What is the most efficient way of getting the intersection of k sorted arrays?

Given k sorted arrays what is the most efficient way of getting the intersection of these lists
Example
INPUT:
[[1,3,5,7], [1,1,3,5,7], [1,4,7,9]]
Output:
[1,7]
There is a way to get the union of k sorted arrays based on what I read in the Elements of programming interviews book in nlogk time. I was wondering if there is a way to do something similar for the intersection as well
## merge sorted arrays in nlogk time [ regular appending and merging is nlogn time ]
import heapq
def mergeArys(srtd_arys):
heap = []
srtd_iters = [iter(x) for x in srtd_arys]
# put the first element from each srtd array onto the heap
for idx, it in enumerate(srtd_iters):
elem = next(it, None)
if elem:
heapq.heappush(heap, (elem, idx))
res = []
# collect results in nlogK time
while heap:
elem, ary = heapq.heappop(heap)
it = srtd_iters[ary]
res.append(elem)
nxt = next(it, None)
if nxt:
heapq.heappush(heap, (nxt, ary))
EDIT: obviously this is an algorithm question that I am trying to solve so I cannot use any of the inbuilt functions like set intersection etc
Exploiting sort order
Here is a single pass O(n) approach that doesn't require any special data structures or auxiliary memory beyond the fundamental requirement of one iterator per input.
from itertools import cycle, islice
def intersection(inputs):
"Yield the intersection of elements from multiple sorted inputs."
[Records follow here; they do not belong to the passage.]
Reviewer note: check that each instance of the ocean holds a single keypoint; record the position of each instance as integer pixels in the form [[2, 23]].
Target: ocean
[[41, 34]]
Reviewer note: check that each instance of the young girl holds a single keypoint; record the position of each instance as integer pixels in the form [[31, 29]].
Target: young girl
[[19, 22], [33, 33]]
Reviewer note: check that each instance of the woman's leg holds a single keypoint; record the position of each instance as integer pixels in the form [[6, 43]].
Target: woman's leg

# intersection(['ABBCD', 'BBDE', 'BBBDDE']) --> B B D
n = len(inputs)
iters = cycle(map(iter, inputs))
try:
candidate = next(next(iters))
while True:
for it in islice(iters, n-1):
while (value := next(it)) < candidate:
pass
if value != candidate:
candidate = value
break
else:
yield candidate
candidate = next(next(iters))
except StopIteration:
return
Here's a sample session:
>>> data = [[1,3,5,7], [1,1,3,5,7], [1,4,7,9]]
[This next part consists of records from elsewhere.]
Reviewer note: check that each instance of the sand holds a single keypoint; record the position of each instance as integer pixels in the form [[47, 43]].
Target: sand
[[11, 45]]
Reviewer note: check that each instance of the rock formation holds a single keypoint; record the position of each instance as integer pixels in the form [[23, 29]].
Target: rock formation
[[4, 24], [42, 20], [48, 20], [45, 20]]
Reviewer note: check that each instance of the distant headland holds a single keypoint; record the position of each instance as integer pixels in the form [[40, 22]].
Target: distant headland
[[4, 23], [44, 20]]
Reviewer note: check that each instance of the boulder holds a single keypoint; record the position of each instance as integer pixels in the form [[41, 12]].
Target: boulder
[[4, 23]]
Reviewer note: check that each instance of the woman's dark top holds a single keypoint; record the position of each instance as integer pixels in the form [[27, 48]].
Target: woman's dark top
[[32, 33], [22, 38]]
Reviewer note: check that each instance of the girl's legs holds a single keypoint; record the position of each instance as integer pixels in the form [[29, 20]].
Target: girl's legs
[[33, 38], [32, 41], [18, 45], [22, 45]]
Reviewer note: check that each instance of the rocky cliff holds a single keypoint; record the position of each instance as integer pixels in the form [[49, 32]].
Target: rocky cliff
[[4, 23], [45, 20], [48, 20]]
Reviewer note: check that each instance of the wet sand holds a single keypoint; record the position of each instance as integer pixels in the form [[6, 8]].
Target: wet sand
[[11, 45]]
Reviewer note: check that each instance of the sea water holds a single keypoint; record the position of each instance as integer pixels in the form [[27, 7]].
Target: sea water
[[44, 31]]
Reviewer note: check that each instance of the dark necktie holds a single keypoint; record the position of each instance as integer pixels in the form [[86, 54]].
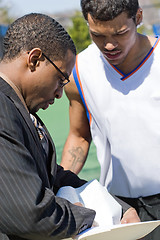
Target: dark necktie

>>> list(intersection(data))
[1, 7]
>>> data = [[1,1,2,3], [1,1,4,4]]
>>> list(intersection(data))
[1, 1]
Algorithm in words
The algorithm starts by selecting the next value from the next iterator to be a candidate.
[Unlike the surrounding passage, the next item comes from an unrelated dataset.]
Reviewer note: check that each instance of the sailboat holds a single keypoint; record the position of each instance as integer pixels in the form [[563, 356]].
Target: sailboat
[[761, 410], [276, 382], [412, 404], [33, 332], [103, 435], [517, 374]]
The main loop assumes a candidate has been selected and it loops over the next n - 1 iterators. For each of those iterators, it consumes values until it finds a value that is a least as large as the candidate. If that value is larger than the candidate, that value becomes the new candidate and the main loop starts again. If all n - 1 values are equal to the candidate, then the candidate is emitted and a new candidate is fetched.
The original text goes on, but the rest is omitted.